Kendrick Lamar's 'Alright' Is Our Song of the Summer
EntertainmentA bright spot on an otherwise bleak album, Kendrick Lamar’s “Alright” instantly feels necessary. Besides being the most celebratory jam on To Pimp a Butterfly, it’s a modern-day liberation anthem. It’s that first salvational gasp after nearly drowning. Yet, for such a happy song, “Alright” is innately sad. By design, it’s supposed to be some sort of salve for the pain of losing Trayvon Martin, Mike Brown, Freddie Gray, Tamir Rice, Sandra Bland and others, and for white supremacy. At the same time, it’s a reminder of everything that hurts. Saying we’ll be fine, as Kendrick suggests, is a choice borne of necessity, a mandatory joy and survival tactic that so many black people are compelled into. We seek music to heal the sickness. So we made “Alright” our Song of the Summer because it’s great and, in some ways, ’cause we had no choice.
There’s no telling which single on an album will truly move people. What makes “Alright” so powerful is how it became Our Song—in part, by merely existing. That there was no other song like it—meaning no collective anthem from which we all could draw hope—is part of what makes it great. I’m not the first person to call it a new black anthem. That happened fast and with certainty, though I wouldn’t go so far as to have it replace “We Shall Overcome.” If there were any magical record label tricks involved with its push, then we didn’t see it. The elevation seemed to be largely organic to the point where we—black people, separately and together—just decided that this was our jam.
Pre-summer, “Trap Queen” and “Uptown Funk” were high up in the Song of the Summer predictions, which has become more of a music critic pastime than anything meaningful. Last summer, the soundtrack was widely considered to be “Fancy,” a terrible song that’s also a perfect pop record. Leading up to Labor Day, people who care about these things either start christening the Song of the Summer, mourning the dearth of candidates or lamenting another summer without a clear-cut ubiquitous anthem (Huffington Post has already declared the Song of the Summer dead, bless its heart).
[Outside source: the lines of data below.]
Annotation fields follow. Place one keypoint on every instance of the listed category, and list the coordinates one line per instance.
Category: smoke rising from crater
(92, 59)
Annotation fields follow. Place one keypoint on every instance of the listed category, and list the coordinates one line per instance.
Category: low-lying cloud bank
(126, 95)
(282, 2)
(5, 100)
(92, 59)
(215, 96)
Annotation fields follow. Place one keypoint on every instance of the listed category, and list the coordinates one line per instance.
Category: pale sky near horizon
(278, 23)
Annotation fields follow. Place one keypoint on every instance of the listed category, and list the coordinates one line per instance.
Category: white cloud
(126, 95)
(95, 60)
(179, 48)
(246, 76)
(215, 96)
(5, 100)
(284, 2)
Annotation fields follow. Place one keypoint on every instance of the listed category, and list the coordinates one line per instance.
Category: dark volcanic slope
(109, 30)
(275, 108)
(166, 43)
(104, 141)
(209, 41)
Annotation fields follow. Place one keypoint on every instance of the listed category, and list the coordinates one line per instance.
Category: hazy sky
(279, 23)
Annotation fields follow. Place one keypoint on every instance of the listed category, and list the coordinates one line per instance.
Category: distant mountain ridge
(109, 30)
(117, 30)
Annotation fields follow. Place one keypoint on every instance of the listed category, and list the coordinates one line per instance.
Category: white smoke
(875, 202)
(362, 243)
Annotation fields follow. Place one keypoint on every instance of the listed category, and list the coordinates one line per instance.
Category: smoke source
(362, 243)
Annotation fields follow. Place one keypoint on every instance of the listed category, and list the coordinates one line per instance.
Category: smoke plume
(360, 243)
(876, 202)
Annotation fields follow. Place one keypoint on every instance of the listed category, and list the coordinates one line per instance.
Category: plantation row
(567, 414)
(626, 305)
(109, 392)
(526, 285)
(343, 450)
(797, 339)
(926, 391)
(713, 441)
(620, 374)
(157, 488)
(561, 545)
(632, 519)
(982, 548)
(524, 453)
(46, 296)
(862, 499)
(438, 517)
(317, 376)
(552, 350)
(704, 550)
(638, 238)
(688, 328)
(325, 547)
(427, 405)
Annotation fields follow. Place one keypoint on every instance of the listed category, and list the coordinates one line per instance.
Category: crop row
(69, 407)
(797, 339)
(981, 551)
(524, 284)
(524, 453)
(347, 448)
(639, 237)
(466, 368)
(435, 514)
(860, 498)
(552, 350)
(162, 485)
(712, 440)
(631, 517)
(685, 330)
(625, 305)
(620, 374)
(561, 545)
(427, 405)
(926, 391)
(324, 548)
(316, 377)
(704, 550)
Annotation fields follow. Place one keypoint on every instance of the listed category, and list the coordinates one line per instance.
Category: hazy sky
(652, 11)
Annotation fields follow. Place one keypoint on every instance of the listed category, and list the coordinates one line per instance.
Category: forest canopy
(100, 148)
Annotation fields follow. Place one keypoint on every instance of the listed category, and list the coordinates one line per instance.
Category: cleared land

This year, the top contender isn’t as blatant. The Song of the Summer should technically be one that dominates in real life and market wise, on radio and charts. But as history goes, that’s not always the case (in my heart, the song of summer ’96 will always be Ghost Town DJs’ “My Boo,” not “Macarena”). It seemed like Wiz Khalifa would rule our existence with the sickening “See You Again,” and so far he has. His song is currently No. 1 on Billboard’s summer songs chart ahead of an even more nauseating single, Taylor Swift’s “Bad Blood.” These all pale in comparison to the power of “Alright,” the one song that we can all agree is the most important of the summer, one that bangs and delivers—maybe not universally, but to a group of people who matter majorly.